Der eigene Computer und das mobile Endgerät / Welche Tools verwenden Sehbehinderte?
Handicapierte Menschen sind gut organisiert. So haben z.B. Blinde Menschen ihre Computer über lange Zeit für ihre Bedürfnisse und Möglichkeiten optimiert. Laptops aber auch mobile Endgeräte bieten bereits im Betriebssystem Hilfestellungen. Im MacOS gibt es VoiceOver zum Vorlesen, Zoom zur Vergrösserung, Diktierfunktionen für die Spracheingabe und anpassbare Tastenkombinationen. Auch Windows, iOS und Android haben ähnliche Funktionen wie Screenreader, Vergrösserung, Sprachsteuerung oder Untertitel. Solche Tools helfen Menschen mit Seh-, Hör- oder motorischen Einschränkungen, selbstständig zu arbeiten und digitale Geräte effektiv zu nutzen. Es gibt auch 3rd Party Software und WebApps.
Assistenztools Online
Assistenztools bieten Hilfestellung z.B. wenn ein Sehbehinderter nicht auf die eigenen Infrastruktur wie Laptop oder mobiles Endgerät zugreifen kann.
Im Internet bieten verschiedene Unternehmen entsprechende Leistungen und Lösungen.
Im Internet bieten verschiedene Unternehmen entsprechende Leistungen und Lösungen.
Audittools
Es gibt eine Vielzahl kostenloser aber auch kostenpflichtigen Lösungen. Diese versprechen eine detaillierte Analyse der digitalen Barrierefreiheit und bieten teilweise interessante Erkenntnisse über die barrierefreie Eignung einer Seite und Massnahmen für die funktionierende Barrierefreiheit. In der Schweiz befasst sich die Stiftung Access for All seit bald 10 Jahren mit Barrierefreiheit, bietet auch Beratung und Audits an, um die Barrierefreiheit einer Website zu bewerten und maximale Barrierefreiheit zu unterstützen.

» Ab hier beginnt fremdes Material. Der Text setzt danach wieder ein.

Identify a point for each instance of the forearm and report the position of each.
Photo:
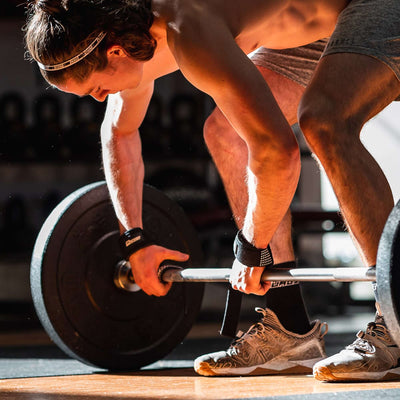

Für Entwickler und Webmaster
Für Entwickler gibt es sehr viel Know how, Guidlines, Codebibliotheken und weitere Hilfestellungen. Z.B. Bootstrap WAI-kompatible Objektbibliotheken, die für die Entwicklung zugänglicher und standardkonformer Benutzeroberflächen eingesetzt werden. Analysetools wie z.b. Eye Able Audit
Standard AA für barrierefreie Websites
Keine strickten Regeln sondern Richtlinen die mit verschiedensten Mitteln umgesetzt werden können. Empfohlen wird der Standard AA, eine Barrierefreiheit von AAA ist nicht für ganze Websites umsetzbar sondern vorallem für spezifische Online-Applikationen und Anforderungen sinnvoll.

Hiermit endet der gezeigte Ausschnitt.